I appreciate Syd for the influence of yesterday, today, and forever in storytelling and his way of finding the delight even in what seems to be a difficult situation. Thank you, Syd.

Syd still has a story.  You have a story.  We all have stories.

Cap’s Off to You!-Bill Higley (Posthumously) and Celebrating Story

Featuring:  Bill Higley (Posthumously)

Storyteller, Pantomime Extraordinaire, Friend

Bill Higley gained the status of “Treasured Teller” for the Weber State University Storytelling Festival and was a recipient of the Karen J. Ashton Award for his service with storytelling. Being a Treasured Teller has only been given to a handful of people in the almost-25-year history of this festival.  After seeing him perform, you would have no doubt.  Part of the “perk” of being “Treasured Teller” was that he was invited every year to perform without needing to take part in the annual auditions.  Yet, year after year, when I helped to run those auditions, he would sign up for a spot anyways. None of us completed judging ballots, though we sat back and enjoyed what made him so great. His specialty was in pantomime with one of his most famous pieces being “David and Goliath.”  When I heard of his passing, it felt as if the earth rumbled when Goliath fell. That was July 15, 2014. He was 74 years old. I cherished all the memories and all the people he inspired.

I loved being in the front row for any performance that he did. Nothing can compare to how he stretched his face or had his hands move just so. He created fantastic butterflies with a flit of a his hand or how he moved his feet to make me feel like he–and I–were high above in the sky.

Besides his pantomiming, one of his other signature tales that comes to mind would be “Clay Boy” that you can find as a picture book. This crazy boy made of clay–of course–kept growing bigger and bigger. The way he puffed his cheeks while telling the story made me laugh every time.

He mentored many youth tellers including some of our top youth with the Weber State University Storytelling Festival. He was the perfect one to guide for anything to do with body language and gestures or even specifically with pantomime itself.

He often volunteered at the library in Ogden and told stories galore. That alone would mean his impact would be in the thousands. Some people bring up his love for films. While teaching at Weber High School, he developed a club consisting of “Film Appreciation” students. He was always drawn to the classics and always preferred the original pieces rather than any kind of remake.
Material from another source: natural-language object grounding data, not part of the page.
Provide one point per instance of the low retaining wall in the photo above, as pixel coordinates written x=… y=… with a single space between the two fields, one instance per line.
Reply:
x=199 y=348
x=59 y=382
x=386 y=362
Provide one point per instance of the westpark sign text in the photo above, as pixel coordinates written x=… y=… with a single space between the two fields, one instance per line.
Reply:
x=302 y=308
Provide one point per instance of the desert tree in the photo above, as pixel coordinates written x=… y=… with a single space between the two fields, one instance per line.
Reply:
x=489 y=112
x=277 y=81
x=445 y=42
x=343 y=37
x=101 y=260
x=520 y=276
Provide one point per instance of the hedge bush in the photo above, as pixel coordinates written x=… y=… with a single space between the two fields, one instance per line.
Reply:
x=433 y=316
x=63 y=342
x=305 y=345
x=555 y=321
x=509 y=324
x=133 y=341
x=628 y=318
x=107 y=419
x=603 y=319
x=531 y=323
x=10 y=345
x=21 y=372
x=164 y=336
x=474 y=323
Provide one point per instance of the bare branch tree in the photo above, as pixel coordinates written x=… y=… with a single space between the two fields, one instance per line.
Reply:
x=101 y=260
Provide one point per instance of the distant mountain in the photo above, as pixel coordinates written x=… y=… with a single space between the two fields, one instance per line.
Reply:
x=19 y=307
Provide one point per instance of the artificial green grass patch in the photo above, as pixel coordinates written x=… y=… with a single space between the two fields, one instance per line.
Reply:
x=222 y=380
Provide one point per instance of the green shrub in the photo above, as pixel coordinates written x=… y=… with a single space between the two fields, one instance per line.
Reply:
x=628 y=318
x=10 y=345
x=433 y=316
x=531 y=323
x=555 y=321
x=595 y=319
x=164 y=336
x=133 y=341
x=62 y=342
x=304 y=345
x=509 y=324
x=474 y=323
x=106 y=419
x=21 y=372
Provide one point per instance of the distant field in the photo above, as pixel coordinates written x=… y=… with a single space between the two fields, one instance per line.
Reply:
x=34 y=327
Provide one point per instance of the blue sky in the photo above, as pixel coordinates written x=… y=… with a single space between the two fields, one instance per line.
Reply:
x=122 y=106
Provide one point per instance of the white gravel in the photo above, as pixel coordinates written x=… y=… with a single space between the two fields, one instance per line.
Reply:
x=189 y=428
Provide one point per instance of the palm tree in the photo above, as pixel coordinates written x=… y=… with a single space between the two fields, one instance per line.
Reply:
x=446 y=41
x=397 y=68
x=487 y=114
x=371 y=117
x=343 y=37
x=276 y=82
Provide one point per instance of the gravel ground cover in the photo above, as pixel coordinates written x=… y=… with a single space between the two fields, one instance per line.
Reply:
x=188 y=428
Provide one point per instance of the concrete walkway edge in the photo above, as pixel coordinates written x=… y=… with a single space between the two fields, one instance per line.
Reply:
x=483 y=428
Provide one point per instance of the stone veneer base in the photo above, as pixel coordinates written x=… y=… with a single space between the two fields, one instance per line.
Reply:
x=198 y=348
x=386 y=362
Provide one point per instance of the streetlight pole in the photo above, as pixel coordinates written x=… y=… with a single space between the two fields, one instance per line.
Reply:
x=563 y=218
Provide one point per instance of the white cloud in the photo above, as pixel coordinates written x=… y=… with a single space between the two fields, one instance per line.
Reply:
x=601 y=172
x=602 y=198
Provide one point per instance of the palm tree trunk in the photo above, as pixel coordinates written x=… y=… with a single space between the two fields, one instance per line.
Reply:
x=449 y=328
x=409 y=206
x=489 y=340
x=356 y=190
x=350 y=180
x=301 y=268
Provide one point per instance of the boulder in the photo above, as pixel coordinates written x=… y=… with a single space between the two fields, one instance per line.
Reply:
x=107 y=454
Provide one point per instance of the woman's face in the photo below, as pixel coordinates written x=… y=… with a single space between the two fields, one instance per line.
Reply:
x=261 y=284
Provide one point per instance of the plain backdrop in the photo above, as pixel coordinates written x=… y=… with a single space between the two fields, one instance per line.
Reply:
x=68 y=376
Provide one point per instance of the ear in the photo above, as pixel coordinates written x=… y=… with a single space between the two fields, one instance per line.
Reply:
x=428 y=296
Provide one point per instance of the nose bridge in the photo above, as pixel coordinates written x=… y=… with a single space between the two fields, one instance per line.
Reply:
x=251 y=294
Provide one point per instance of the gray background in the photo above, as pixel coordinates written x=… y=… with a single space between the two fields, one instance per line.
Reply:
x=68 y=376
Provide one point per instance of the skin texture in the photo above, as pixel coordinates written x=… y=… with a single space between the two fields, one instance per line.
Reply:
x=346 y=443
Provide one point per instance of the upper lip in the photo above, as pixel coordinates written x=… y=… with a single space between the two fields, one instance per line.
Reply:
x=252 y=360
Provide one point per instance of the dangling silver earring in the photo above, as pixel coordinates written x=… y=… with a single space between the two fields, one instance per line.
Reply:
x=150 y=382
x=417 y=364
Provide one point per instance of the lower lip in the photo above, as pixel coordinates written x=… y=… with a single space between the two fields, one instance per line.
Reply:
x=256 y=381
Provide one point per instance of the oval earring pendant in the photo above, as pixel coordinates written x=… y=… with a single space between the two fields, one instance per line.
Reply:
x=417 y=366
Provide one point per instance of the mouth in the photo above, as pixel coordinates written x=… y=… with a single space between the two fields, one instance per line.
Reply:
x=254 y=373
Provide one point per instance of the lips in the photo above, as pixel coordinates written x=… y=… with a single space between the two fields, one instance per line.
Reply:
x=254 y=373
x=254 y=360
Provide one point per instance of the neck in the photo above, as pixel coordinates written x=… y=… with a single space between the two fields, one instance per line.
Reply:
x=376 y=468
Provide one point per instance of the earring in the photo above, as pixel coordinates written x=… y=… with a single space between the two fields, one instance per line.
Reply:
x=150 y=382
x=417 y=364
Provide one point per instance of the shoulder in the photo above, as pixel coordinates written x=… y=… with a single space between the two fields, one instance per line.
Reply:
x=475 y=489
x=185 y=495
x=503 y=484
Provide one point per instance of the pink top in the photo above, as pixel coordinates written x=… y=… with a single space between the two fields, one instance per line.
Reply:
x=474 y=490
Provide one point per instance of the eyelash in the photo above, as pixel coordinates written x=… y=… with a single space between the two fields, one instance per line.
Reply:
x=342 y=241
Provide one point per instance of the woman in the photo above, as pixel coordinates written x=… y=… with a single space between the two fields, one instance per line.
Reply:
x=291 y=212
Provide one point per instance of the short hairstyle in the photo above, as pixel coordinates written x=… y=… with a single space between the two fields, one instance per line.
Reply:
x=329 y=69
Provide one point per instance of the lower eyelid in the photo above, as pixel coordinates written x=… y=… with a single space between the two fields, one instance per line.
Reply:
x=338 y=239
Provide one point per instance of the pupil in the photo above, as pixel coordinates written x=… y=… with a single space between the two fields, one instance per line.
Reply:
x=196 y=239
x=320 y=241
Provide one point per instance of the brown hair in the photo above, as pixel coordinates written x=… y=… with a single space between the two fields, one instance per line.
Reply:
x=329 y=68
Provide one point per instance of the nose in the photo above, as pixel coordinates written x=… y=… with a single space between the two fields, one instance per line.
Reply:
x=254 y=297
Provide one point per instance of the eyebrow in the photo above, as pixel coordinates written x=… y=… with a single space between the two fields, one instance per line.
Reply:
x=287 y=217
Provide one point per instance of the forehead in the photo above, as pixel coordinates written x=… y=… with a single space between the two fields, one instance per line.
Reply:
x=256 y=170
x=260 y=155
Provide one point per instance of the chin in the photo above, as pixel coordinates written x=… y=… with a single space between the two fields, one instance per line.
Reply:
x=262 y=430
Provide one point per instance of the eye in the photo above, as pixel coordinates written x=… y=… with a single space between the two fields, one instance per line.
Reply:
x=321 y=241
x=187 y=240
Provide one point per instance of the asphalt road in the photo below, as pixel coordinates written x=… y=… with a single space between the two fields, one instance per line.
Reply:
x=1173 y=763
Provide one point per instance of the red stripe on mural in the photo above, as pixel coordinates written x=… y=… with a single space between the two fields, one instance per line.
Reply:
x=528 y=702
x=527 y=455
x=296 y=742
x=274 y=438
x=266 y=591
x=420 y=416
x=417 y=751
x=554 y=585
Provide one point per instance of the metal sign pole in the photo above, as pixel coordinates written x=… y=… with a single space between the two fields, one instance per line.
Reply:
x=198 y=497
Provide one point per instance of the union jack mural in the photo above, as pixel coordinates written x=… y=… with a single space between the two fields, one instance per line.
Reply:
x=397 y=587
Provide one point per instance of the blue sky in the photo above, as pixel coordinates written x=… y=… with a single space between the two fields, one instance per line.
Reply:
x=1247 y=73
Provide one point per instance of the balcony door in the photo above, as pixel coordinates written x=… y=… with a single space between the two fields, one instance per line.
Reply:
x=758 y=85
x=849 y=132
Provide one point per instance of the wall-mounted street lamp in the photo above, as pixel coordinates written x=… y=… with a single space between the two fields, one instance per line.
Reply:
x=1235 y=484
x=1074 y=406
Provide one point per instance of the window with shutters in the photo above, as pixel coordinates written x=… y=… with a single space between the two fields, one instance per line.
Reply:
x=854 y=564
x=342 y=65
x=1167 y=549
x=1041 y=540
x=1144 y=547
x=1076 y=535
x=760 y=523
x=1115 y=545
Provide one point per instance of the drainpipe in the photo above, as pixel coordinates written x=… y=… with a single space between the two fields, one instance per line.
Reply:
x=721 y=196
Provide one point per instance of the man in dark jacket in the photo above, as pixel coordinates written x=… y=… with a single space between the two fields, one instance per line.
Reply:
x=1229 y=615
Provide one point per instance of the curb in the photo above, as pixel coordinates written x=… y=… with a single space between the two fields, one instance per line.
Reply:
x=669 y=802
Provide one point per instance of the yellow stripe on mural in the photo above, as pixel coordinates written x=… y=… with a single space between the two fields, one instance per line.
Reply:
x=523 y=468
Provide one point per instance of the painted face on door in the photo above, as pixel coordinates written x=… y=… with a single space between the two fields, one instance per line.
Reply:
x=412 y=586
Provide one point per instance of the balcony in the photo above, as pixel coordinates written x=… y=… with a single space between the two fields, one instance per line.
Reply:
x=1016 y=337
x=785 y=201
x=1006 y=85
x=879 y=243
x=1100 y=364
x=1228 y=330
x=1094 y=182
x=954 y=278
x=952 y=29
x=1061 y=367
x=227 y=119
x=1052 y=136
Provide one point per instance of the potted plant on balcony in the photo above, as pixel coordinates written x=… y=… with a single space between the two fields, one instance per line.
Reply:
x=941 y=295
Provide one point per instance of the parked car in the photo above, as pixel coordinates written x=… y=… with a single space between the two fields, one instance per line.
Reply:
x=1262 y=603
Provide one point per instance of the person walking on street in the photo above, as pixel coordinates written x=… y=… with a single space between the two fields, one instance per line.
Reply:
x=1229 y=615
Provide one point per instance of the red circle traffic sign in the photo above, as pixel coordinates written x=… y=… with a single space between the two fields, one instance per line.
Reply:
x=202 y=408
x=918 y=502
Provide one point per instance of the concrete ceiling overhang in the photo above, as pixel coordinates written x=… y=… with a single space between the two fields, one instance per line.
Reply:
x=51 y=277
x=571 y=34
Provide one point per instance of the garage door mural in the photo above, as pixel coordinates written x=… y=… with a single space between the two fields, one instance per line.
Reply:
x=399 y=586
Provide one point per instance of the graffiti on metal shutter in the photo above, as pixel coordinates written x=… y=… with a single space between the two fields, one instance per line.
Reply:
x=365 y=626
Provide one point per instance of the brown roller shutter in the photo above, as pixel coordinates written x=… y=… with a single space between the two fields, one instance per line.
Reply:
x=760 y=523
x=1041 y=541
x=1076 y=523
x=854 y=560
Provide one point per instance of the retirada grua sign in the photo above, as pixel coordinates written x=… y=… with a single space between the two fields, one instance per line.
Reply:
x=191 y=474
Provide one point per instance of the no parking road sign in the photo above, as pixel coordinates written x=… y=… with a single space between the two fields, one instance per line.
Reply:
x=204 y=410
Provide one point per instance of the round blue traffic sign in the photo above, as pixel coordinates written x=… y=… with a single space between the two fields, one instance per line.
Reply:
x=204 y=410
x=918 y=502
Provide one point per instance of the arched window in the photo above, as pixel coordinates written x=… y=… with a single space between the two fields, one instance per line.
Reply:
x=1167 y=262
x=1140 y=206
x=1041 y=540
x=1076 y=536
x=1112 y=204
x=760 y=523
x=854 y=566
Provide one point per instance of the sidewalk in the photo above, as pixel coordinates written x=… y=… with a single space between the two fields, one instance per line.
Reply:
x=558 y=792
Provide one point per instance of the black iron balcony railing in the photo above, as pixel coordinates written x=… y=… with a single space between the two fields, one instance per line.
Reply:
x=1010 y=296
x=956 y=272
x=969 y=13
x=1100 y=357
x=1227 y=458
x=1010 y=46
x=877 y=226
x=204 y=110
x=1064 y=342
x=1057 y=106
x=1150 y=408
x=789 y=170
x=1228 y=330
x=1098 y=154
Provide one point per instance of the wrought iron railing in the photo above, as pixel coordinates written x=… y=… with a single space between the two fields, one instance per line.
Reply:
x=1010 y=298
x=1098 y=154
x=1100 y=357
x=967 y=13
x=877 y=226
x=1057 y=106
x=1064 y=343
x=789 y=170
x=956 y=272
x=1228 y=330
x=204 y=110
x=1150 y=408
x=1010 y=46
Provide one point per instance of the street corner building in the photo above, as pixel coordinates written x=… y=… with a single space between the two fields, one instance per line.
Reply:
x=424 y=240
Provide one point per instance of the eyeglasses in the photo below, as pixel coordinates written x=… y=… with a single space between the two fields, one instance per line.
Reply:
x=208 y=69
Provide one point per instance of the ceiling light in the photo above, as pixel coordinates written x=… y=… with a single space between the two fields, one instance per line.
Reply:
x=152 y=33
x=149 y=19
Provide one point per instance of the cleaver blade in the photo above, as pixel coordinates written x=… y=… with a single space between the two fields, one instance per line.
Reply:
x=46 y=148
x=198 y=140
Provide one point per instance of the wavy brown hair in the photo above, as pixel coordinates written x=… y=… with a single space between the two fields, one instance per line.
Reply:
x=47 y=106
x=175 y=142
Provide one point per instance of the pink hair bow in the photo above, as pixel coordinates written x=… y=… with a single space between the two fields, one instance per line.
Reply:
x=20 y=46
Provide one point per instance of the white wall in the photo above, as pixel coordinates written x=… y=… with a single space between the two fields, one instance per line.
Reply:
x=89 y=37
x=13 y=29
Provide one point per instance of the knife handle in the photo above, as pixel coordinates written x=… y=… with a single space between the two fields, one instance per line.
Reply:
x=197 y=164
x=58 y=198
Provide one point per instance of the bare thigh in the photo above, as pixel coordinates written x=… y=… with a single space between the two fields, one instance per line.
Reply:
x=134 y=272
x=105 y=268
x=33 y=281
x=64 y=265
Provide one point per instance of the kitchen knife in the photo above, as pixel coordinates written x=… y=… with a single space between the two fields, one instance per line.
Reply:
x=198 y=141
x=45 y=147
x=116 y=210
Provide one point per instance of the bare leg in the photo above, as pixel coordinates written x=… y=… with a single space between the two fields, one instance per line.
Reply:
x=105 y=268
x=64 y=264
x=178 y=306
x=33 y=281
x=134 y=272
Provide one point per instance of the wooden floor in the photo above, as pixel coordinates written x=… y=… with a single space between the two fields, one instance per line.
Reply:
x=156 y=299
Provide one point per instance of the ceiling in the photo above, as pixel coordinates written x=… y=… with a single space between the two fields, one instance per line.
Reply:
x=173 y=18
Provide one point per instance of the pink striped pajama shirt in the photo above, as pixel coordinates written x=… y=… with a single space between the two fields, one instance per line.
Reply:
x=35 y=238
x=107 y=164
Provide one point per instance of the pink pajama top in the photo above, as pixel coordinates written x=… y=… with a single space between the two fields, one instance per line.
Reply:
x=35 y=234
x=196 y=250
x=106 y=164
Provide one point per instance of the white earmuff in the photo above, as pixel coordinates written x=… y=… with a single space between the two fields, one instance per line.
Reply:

I wished I lived closer to Ogden so I could have experienced Bill’s performances more. He did many ParticiPlays at the Treehouse Museum, which is known for families to “step into a story” through hands-on displays and toys as well as the regular storytelling performances. When it came Christmas time, he often portrayed Santa there. However, some kids knew his voice so well at the library from his storytimes that many parents had to have ready-and-quick answers if there was any doubt with whose lap they sat upon.

Bill was as jolly as Santa, and someone we will love always.

Do you know a Story Artist who has passed on and want others to remember them? Memories? Pictures? You can submit names and memories of Story Artists who have passed on through our online form. 

I appreciate Bill for the influence of yesterday, today, and forever in storytelling and his way of being youthful and wise at the same time. Thank you, Bill.

Bill still has a story.  You have a story.  We all have stories.